The Tampa Tribune, published 9 September 2003

If the Eagles were offended by DT Warren Sapp's comments about their new home, his first career reception certainly didn't do anything to smooth things over. With the Bucs ahead 10-0 early in the fourth quarter, Sapp caught a 14-yard pass from QB Brad Johnson and picked up a first down. ``Brad said, `I'll be looking for you,' '' Sapp said. ``I've always dreamed about it. I've always had the ability, but never had the chance.''

Sapp has been lining up as a tight end in certain situations the past two seasons. But his contribution to the offense mainly consisted of goal-line blocking, until Monday night. The catch punctuated Tampa Bay's dominance against the Eagles and helped spoil Philadelphia's opener in their new stadium. Before the start of the season, Sapp predicted a Monday night victory at the new Lincoln Financial Field, which replaced the team's former home, Veterans Stadium. ``My first victory in the NFL was at [Veterans Stadium],'' Sapp said then. ``I opened the Vet with [a butt-whooping] and I closed it with [a butt-whooping]. And I love it. I'm going to get to open their new house with [a butt-whooping].''

In his first public comments since April, NFL Commissioner Paul Tagliabue denied the Bucs are for sale. Tagliabue attended Monday night's game and addressed the persistent rumor, which heated up when Bucs owner Malcolm Glazer put in his bid to buy the Los Angeles Dodgers. ``Nothing has changed regarding the Glazers and the Dodgers,'' Tagliabue said. ``Once again, I can say, they have no intentions of selling the Buccaneers.''

At issue is Glazer's desire to buy the baseball team. NFL rules prohibit cross-ownership of franchises unless they are in the same market. But in April, Tagliabue said there are exceptions to the rule, which include the ability to own a a second franchise in a region not deemed a potential NFL city. The league desperately wants to put a team back in Los Angeles, but there are no current plans because of stadium issues. Glazer is the front-runner to buy the Dodgers, but negotiations have slowed in recent months.

Philadelphia won a challenge and lost yardage on the same play. After QB Donovan McNabb's arm was hit by Simeon Rice, the ball fell into the hands of RT Jon Runyan, an ineligible receiver.
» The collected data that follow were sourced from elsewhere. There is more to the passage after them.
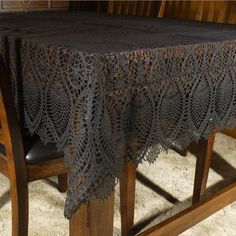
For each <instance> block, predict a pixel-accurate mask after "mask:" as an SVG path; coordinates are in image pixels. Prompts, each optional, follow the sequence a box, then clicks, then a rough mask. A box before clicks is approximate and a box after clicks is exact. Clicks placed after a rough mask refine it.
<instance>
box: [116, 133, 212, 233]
mask: <svg viewBox="0 0 236 236" xmlns="http://www.w3.org/2000/svg"><path fill="white" fill-rule="evenodd" d="M214 140H215V133H212V134H210V136H209V138H208V140H204V139H202V140H200V141H199V143H198V145H197V148H198V152H197V156H196V157H197V162H196V168H195V179H194V187H193V195H192V202H193V204H195V203H198V202H199V201H200V200H201V197H202V195H203V194H204V193H205V191H206V183H207V178H208V173H209V169H210V164H211V158H212V151H213V145H214ZM135 182H136V166H135V164H134V163H133V162H128V163H127V164H126V165H125V167H124V170H123V172H122V175H121V178H120V206H121V208H120V213H121V232H122V236H130V235H133V229H134V203H135ZM157 235H158V234H157Z"/></svg>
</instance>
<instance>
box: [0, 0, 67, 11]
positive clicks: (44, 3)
mask: <svg viewBox="0 0 236 236" xmlns="http://www.w3.org/2000/svg"><path fill="white" fill-rule="evenodd" d="M70 3H71V1H69V0H67V1H64V0H59V1H56V0H42V1H39V0H18V1H12V0H10V1H9V0H0V11H5V12H7V11H31V10H33V11H36V10H37V11H38V10H57V9H58V10H63V9H64V10H67V9H68V8H69V5H70Z"/></svg>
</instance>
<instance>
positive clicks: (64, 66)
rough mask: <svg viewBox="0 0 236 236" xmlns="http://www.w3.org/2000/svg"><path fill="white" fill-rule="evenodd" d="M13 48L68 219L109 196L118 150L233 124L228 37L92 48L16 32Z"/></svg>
mask: <svg viewBox="0 0 236 236" xmlns="http://www.w3.org/2000/svg"><path fill="white" fill-rule="evenodd" d="M1 43H2V40H0V44H1ZM0 50H1V47H0ZM21 53H22V78H23V93H24V112H25V122H26V126H27V127H28V128H29V130H30V131H31V132H32V133H38V134H39V135H40V137H41V138H42V139H43V140H44V141H45V142H54V143H56V144H57V146H58V148H59V149H60V150H64V153H65V159H66V162H67V164H68V166H69V170H70V171H69V190H68V193H67V200H66V206H65V216H66V217H67V218H70V217H71V215H72V214H73V212H75V211H76V210H77V209H78V208H79V207H80V205H81V204H82V203H85V202H87V201H88V200H90V199H91V198H93V197H96V198H99V199H104V198H106V197H108V195H109V194H110V193H111V191H113V189H114V186H115V184H116V180H117V178H118V177H119V175H120V173H121V169H122V166H123V162H124V160H125V156H127V155H128V156H130V158H132V159H133V160H134V161H135V162H136V163H137V164H138V163H140V162H142V161H143V160H146V161H149V162H154V161H155V160H156V158H157V157H158V154H159V153H160V152H161V151H167V150H168V149H169V148H170V146H171V144H173V143H175V144H176V145H178V146H179V147H182V148H184V147H187V146H188V144H189V143H190V142H191V141H197V140H198V139H199V138H201V137H207V136H208V135H209V133H210V132H211V131H212V130H217V131H218V130H221V129H223V128H224V127H233V126H235V125H236V124H235V123H236V120H235V117H236V41H235V40H234V41H224V42H211V43H200V44H194V45H185V46H172V47H166V48H157V49H140V50H133V51H127V52H117V53H98V54H96V53H94V54H89V53H85V52H81V51H78V50H76V49H72V48H65V47H62V46H58V45H46V44H41V43H38V42H36V41H30V40H23V41H22V45H21ZM13 58H14V57H13ZM13 61H14V60H13ZM13 64H14V63H13ZM13 68H14V67H13ZM13 80H14V77H13Z"/></svg>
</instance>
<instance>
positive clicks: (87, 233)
mask: <svg viewBox="0 0 236 236" xmlns="http://www.w3.org/2000/svg"><path fill="white" fill-rule="evenodd" d="M113 219H114V193H112V195H111V196H110V197H109V198H108V199H107V200H105V201H100V200H91V201H90V202H89V204H88V205H83V206H82V207H81V208H80V210H78V211H77V212H76V213H75V214H74V215H73V216H72V218H71V219H70V236H112V235H113Z"/></svg>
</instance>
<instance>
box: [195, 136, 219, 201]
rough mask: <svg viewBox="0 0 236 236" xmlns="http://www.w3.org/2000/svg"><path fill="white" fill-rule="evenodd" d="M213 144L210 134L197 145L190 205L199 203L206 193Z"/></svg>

The Eagles were penalized for illegal touching, but Philadelphia disagreed with the call and challenged it. After officials sorted it out, they ruled McNabb was sacked by Rice and the pass was ruled a fumble recovered by Runyan. The Eagles won and weren't charged with a timeout, but the ball was moved back 4 yards from the previous spot. Philadelphia ended up punting on the possession.

What looked to be guaranteed points ended in a bust. The Eagles had first-and-goal on their second series of the first quarter and came away with no points. WR James Thrash began the series with a reverse that gained 47 yards. Two plays later, John Lynch was penalized for pass interference, moving the ball to the Bucs' 1-yard line. After two incomplete passes and a stop by the Bucs' defense, Philadelphia lined up for a 19- yard field goal attempt. Holder and backup QB Koy Detmer took the snap and threw to a wide- open TE L.J. Smith, who wasn't able to hold on to the ball.

Philadelphia CB Troy Vincent collected his 40th career interception just before the end of the first half. Vincent picked off Johnson after his pass to Michael Pittman deflected off the running back's hands into the air.

Simeon Rice has now sacked his former high school team-mate Donovan McNabb 12.5 times in his career, the most of any NFL quarterback.

The Eagles opened their stadium and Rocky showed up. Actor Sylvester Stallone, who made the city famous with his ``Rocky'' movies, revved up the crowd when they showed him on the video screen wearing a Duce Staley jersey.

An Eagles highlight video precluded a fireworks display, but images from last season's NFC Championship Game, which Tampa Bay won, 27-10, were absent.

The Eagles are now 10-1 on prime time television under coach Andy Reid.